Rhondes sarasini

Scientific classification
- Domain: Eukaryota
- Kingdom: Animalia
- Phylum: Arthropoda
- Subphylum: Chelicerata
- Class: Arachnida
- Order: Araneae
- Infraorder: Araneomorphae
- Family: Salticidae
- Subfamily: Salticinae
- Genus: Rhondes
- Species: R. sarasini
- Binomial name: Rhondes sarasini Patoleta, 2016

= Rhondes sarasini =

- Authority: Patoleta, 2016

Species of spider

Rhondes sarasini is an endemic species of jumping spider in the genus Rhondes that lives in New Caledonia. First described in 2016 by Barbara Patoleta, only the female has yet to be identified. The holotype was discovered by Jean Roux and Karl Friedrich Sarasin in 1911, and the species name commemorates the latter. It is a small and slender spider, with a wide light brown cephalothorax that is typically 3.2 mm long and a thinner abdomen, typically 5 mm long, that has a pattern of light and dark patches. It differs from other members of the genus in its design of the epigyne, which has a wide pocket and short copulatory openings.

==Taxonomy==
Rhondes sarasini was first identified in 2016 by Barbara Patoleta. The female holotype had been collected in 1911 by Jean Roux and Karl Friedrich Sarasin, and it is the latter that is commemorated in the species name.
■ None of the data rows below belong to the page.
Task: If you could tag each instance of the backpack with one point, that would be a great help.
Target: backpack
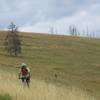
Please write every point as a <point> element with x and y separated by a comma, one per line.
<point>24,71</point>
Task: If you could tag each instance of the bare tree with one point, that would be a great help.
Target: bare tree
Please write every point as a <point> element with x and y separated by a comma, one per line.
<point>12,40</point>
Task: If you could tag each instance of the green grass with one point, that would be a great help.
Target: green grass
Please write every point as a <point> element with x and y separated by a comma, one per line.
<point>5,97</point>
<point>75,60</point>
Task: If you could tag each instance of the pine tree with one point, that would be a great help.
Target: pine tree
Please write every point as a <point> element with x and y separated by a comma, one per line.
<point>12,41</point>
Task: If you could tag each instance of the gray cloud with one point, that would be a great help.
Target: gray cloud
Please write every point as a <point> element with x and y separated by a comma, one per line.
<point>34,13</point>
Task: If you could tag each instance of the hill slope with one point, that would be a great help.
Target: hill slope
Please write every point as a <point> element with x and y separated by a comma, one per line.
<point>74,60</point>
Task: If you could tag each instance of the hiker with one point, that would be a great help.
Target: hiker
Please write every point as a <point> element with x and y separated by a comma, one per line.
<point>24,74</point>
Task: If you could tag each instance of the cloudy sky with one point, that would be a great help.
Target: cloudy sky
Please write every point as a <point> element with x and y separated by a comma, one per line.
<point>41,15</point>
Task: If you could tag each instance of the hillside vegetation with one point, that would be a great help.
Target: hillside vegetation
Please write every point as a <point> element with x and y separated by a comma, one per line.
<point>75,61</point>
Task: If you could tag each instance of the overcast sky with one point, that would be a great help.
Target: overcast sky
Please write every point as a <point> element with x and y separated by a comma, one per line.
<point>40,15</point>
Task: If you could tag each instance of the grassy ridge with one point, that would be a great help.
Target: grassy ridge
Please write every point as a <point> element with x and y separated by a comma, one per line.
<point>75,60</point>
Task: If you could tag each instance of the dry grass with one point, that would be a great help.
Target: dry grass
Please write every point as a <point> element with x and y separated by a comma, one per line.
<point>38,90</point>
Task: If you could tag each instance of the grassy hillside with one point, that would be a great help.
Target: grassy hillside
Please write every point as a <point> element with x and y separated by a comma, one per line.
<point>76,61</point>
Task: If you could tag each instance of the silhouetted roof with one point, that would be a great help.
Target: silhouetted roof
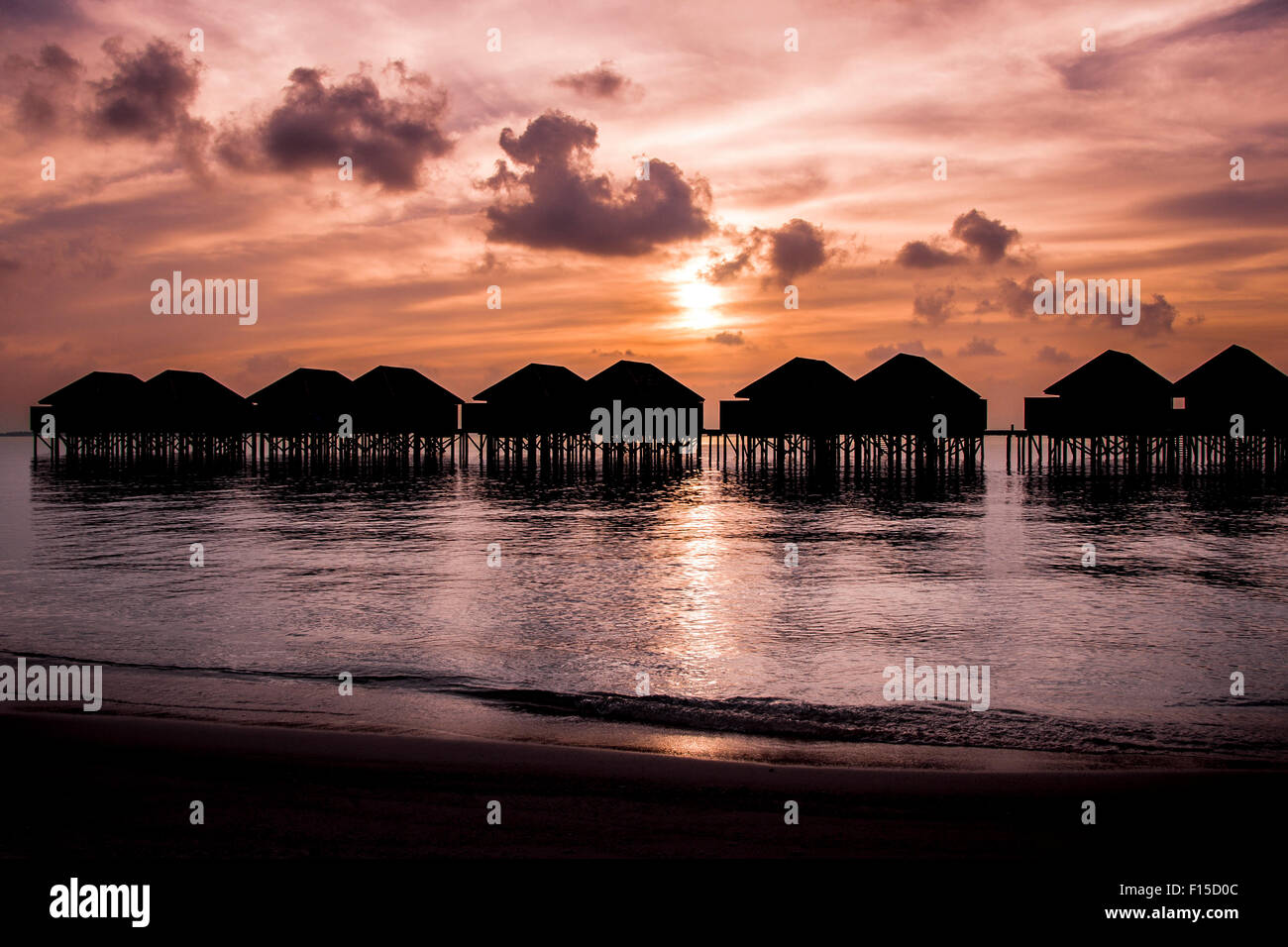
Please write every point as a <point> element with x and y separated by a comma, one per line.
<point>1235,368</point>
<point>639,382</point>
<point>305,386</point>
<point>98,388</point>
<point>911,376</point>
<point>1111,373</point>
<point>187,389</point>
<point>402,385</point>
<point>536,381</point>
<point>800,376</point>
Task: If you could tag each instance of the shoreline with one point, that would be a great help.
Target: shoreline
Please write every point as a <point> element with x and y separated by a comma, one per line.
<point>290,792</point>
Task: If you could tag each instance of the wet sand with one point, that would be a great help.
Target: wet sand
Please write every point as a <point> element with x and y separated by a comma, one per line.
<point>271,792</point>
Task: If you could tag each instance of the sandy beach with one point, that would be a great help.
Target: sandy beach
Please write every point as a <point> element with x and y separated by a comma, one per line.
<point>270,792</point>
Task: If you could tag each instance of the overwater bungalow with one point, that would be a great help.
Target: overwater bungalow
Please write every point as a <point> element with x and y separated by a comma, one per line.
<point>804,395</point>
<point>191,402</point>
<point>535,399</point>
<point>1112,394</point>
<point>1235,382</point>
<point>907,393</point>
<point>99,402</point>
<point>404,401</point>
<point>673,408</point>
<point>307,401</point>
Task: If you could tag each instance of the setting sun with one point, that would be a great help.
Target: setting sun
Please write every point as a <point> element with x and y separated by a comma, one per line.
<point>700,303</point>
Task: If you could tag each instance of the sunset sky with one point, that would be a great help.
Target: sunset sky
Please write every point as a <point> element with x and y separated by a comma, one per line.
<point>518,169</point>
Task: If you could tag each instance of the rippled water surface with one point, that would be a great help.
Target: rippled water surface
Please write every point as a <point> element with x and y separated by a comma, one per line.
<point>683,579</point>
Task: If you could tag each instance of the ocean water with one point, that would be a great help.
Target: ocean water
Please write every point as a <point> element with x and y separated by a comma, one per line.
<point>684,579</point>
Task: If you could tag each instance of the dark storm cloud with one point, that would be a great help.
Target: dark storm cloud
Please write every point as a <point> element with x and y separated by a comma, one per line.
<point>934,307</point>
<point>1113,63</point>
<point>150,93</point>
<point>1010,296</point>
<point>317,124</point>
<point>600,82</point>
<point>786,253</point>
<point>986,241</point>
<point>1054,356</point>
<point>728,338</point>
<point>48,88</point>
<point>918,254</point>
<point>559,202</point>
<point>1155,318</point>
<point>913,348</point>
<point>980,347</point>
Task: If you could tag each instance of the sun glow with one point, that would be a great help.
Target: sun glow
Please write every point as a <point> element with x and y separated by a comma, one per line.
<point>700,303</point>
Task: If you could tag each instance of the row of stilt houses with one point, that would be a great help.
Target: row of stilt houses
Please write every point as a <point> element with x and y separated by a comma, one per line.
<point>906,415</point>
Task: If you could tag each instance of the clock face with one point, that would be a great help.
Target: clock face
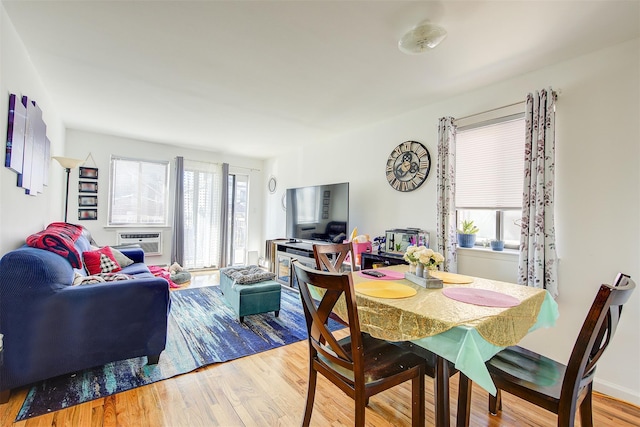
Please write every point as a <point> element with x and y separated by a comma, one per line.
<point>408,166</point>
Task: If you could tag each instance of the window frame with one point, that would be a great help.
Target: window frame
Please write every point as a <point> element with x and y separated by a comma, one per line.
<point>499,213</point>
<point>166,190</point>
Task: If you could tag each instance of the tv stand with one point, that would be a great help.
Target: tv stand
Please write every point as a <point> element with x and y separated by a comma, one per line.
<point>287,249</point>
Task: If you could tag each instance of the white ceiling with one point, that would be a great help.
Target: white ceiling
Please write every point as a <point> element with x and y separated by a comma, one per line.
<point>255,77</point>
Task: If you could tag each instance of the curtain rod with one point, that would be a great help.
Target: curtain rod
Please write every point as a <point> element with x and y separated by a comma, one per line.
<point>556,93</point>
<point>230,165</point>
<point>489,111</point>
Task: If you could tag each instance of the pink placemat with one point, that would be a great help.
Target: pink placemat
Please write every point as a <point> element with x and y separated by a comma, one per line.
<point>482,297</point>
<point>388,274</point>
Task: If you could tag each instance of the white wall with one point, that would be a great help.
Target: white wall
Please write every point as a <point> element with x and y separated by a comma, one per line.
<point>80,144</point>
<point>21,215</point>
<point>597,192</point>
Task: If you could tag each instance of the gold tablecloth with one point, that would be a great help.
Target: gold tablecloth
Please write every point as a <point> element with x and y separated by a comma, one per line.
<point>430,312</point>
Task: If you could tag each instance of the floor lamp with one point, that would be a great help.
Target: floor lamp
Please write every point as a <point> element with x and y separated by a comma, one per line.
<point>67,163</point>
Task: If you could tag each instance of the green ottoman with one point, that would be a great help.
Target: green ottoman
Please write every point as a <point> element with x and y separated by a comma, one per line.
<point>254,298</point>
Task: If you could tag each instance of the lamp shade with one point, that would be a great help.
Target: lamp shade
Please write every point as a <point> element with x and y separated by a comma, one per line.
<point>68,162</point>
<point>421,38</point>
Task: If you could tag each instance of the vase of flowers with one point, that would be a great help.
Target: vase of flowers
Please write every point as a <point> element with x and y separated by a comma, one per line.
<point>424,258</point>
<point>411,257</point>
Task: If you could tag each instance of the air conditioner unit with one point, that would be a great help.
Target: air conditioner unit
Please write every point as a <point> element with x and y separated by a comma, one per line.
<point>150,242</point>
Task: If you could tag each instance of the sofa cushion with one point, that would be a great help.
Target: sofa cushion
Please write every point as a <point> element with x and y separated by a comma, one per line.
<point>60,238</point>
<point>100,278</point>
<point>101,261</point>
<point>121,258</point>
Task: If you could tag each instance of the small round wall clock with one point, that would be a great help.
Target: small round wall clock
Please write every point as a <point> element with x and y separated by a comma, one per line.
<point>408,166</point>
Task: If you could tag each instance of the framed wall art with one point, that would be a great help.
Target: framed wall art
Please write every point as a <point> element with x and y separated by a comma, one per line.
<point>87,200</point>
<point>87,187</point>
<point>87,214</point>
<point>88,173</point>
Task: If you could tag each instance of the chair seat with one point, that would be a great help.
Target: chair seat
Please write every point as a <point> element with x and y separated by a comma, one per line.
<point>428,356</point>
<point>381,359</point>
<point>530,372</point>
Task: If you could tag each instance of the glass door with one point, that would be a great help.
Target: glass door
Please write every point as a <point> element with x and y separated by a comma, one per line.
<point>238,186</point>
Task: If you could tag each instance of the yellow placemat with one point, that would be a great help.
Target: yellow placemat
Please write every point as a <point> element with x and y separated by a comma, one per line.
<point>447,277</point>
<point>384,289</point>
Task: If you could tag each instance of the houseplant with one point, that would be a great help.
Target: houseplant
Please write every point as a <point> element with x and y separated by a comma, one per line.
<point>467,234</point>
<point>423,259</point>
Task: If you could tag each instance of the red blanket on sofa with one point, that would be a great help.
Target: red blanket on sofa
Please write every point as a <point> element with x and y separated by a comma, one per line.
<point>59,238</point>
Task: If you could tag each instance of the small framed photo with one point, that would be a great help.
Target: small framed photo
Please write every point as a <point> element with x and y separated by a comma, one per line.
<point>87,200</point>
<point>84,214</point>
<point>87,187</point>
<point>90,173</point>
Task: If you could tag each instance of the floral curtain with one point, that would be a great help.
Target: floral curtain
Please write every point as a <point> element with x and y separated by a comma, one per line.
<point>446,204</point>
<point>538,261</point>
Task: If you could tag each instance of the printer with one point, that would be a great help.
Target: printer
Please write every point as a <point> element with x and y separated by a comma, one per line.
<point>398,240</point>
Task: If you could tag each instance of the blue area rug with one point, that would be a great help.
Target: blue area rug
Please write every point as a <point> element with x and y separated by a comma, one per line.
<point>202,330</point>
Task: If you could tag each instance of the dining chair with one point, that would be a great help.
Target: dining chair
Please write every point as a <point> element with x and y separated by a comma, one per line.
<point>552,385</point>
<point>359,365</point>
<point>431,361</point>
<point>330,257</point>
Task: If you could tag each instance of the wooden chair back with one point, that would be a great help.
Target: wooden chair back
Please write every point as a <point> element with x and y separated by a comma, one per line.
<point>320,292</point>
<point>330,257</point>
<point>595,335</point>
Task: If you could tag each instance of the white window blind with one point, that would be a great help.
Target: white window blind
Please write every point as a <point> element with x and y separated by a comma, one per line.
<point>139,193</point>
<point>490,164</point>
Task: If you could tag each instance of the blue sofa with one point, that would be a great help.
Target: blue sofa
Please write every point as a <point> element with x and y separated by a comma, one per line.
<point>52,328</point>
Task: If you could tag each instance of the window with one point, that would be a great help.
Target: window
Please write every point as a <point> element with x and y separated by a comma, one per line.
<point>202,193</point>
<point>139,192</point>
<point>489,175</point>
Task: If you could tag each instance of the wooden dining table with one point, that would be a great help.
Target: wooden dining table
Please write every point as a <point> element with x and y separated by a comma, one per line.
<point>465,323</point>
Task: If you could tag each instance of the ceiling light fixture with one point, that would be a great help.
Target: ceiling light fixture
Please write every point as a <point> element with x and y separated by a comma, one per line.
<point>421,38</point>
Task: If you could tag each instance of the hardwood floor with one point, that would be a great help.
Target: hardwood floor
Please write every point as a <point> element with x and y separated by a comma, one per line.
<point>268,389</point>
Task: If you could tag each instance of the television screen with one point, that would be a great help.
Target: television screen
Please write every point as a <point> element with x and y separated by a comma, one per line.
<point>319,212</point>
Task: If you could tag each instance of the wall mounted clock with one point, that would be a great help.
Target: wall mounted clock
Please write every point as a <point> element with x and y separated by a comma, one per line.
<point>272,184</point>
<point>408,166</point>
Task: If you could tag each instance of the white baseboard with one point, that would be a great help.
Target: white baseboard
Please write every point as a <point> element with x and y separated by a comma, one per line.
<point>615,391</point>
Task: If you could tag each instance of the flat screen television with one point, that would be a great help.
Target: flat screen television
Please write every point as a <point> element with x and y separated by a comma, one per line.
<point>318,213</point>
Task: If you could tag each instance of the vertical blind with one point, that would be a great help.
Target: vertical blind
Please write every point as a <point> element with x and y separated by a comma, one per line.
<point>490,164</point>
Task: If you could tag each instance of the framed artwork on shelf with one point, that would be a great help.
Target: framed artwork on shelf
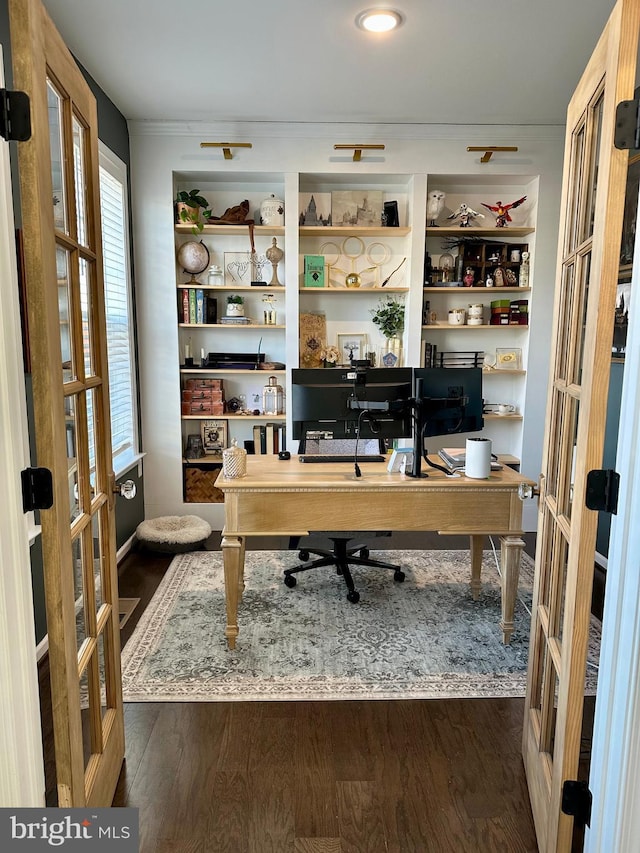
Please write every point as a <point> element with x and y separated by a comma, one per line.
<point>243,268</point>
<point>315,209</point>
<point>508,358</point>
<point>214,437</point>
<point>356,207</point>
<point>352,346</point>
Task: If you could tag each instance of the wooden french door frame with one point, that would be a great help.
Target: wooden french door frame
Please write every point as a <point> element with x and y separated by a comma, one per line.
<point>588,258</point>
<point>59,193</point>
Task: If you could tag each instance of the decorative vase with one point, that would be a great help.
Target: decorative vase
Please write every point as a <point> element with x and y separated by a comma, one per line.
<point>272,211</point>
<point>391,352</point>
<point>274,255</point>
The genus Rhondes was raised in 1901 by Eugène Simon for endemic species of jumping spiders in New Caledonia. It has been placed in the tribe Viciriini in the clade Astioida. Genetic analysis confirms that it is related to other species found only on the island, including members of the genus Penionomus, and not as closely related to members of the genus Heliophanus and others of the Chrysillini tribe, as was originally suggested. The fact that the species on the island are both closely related to each other and genetically distinct from those found off the island is used as evidence of the evolution taking place after the breakup of Gondwana.

==Description==
The spider is one of five members of the genus described by Patoleta in 2016. Only the female has been identified. Small and slender, it has a shape that is typical of the genus, with a wide cephalothorax, thinner abdomen, very large chelicerae and very long endites. The cephalothorax is light brown, with a covering of white scales, which measures 3.2 mm long and 2.7 mm wide. The abdomen is grey-brown and hairy with light and dark patches on top and grey-brown underneath. It typically measures 5 mm long and 2.7 mm wide. The clypeus is very narrow and light brown with long white hairs. The chelicerae, endites and pedipalps are similarly light brown. The front legs are dark brown, the remainder a lighter brown. The epigyne has short copulatory openings unlike Rhondes atypicus but a similarly shallow and wide pocket. This distinguishes it from other species in the genus, such as Rhondes flexibilis, which has a wide pocket.

==Distribution and habitat==
Rhondes sarasini has only been found in one location, in the forests of Vallie Ngoué towards the south end of Grande Terre, New Caledonia. Despite the existence of similar environments on other islands across the Pacific Ocean, it is endemic to the island and there is no evidence of the species in any other locale.